Before the House Finance Services Committee, Powell pointed to gains in the labor market as signs of solid improvement but also added that the numbers have yet to return to pre-pandemic levels.
"Conditions in the labor market have continued to improve, but there is still a long way to go," Powell said. "Labor demand appears to be very strong; job openings are at a record high, hiring is robust, and many workers are leaving their current jobs to search for better ones.
"However, the unemployment rate remains at 5.9% and this figure understates the shortfall in employment, particularly as participation in the labor market has not moved up from the low rates that have prevailed for most of the past year," Powell said.
Powell said inflation has "increased notably" and predicted it will remain high in the coming months but will moderate.
"Inflation is being temporarily boosted by base effects, as the sharp pandemic-related price declines from last spring drop out of the 12-month calculation," Powell said. "In addition, strong demand in sectors where production bottlenecks or other supply constraints have limited production has led to rapid price increases for some goods and services which should partially reverse as the effects of the bottleneck unwind."

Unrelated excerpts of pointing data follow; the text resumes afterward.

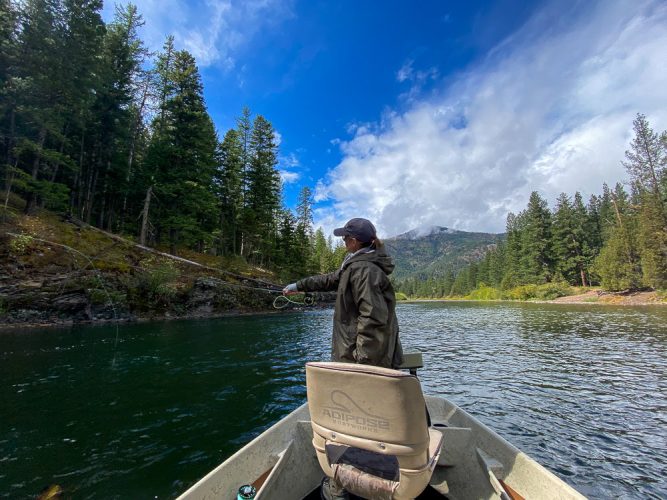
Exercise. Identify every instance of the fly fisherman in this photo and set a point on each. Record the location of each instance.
(365, 328)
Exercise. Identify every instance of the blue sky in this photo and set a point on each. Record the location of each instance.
(435, 112)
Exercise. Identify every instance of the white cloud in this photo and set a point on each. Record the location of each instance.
(289, 177)
(405, 72)
(212, 30)
(549, 109)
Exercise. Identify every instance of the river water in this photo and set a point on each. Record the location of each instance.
(144, 410)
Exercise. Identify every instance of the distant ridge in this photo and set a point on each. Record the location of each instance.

When questioned at the hearing about standing by the current monetary course, the fed chair said, according to CNBC, its two policy measures "along with our strong guidance on interest rates and on our balance sheet, will ensure that monetary policy will continue to deliver powerful support to the economy until the recovery is complete."
Powell's testimony to Congress was part of the central bank's twice-a-year report on monetary policy and the state of the U.S. economy.

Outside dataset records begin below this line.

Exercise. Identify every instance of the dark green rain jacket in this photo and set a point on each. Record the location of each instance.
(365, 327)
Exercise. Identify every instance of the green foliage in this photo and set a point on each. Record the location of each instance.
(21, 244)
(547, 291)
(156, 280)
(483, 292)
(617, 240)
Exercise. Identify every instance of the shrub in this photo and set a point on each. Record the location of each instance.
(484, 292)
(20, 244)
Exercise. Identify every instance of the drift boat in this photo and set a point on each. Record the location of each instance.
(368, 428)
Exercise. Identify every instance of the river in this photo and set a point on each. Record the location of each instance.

The central bank has taken several steps over the past year to counter the pandemic's fiscal impact, including lowering interest rates and making large-scale purchases of treasury and mortgage-backed securities.
In its latest monetary policy report, compiled last week, the Federal Reserve said it will continue those policies throughout the recovery process.

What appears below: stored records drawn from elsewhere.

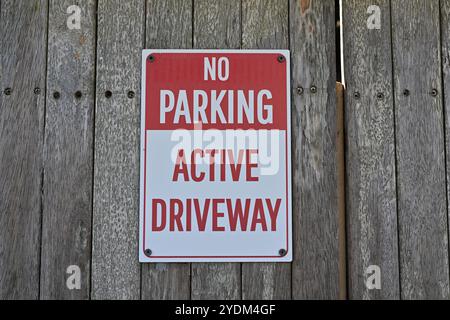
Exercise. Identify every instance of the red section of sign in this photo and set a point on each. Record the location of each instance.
(251, 78)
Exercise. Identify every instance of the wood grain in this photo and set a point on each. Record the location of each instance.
(115, 267)
(340, 151)
(445, 60)
(315, 268)
(217, 25)
(68, 152)
(23, 42)
(371, 182)
(169, 25)
(265, 26)
(421, 184)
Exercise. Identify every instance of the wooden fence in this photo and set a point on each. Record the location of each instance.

Last month, the Fed departed from comments it made in March that interest rates would remain near zero until 2024, stating instead plans to make two interest rate increases by the end of 2023.
Wednesday's hearing comes after a Labor Department report on Tuesday that showed consumer prices in the United States increased by 5.4% between June 2020 and last month, the steepest 12-month increase in 13 years. The report noted quickly rising inflation, which is mainly the result of an improving economy.
"Consumer price inflation has increased notably this spring as a surge in demand has run up against production bottlenecks and hiring difficulties," the Fed noted in its policy report.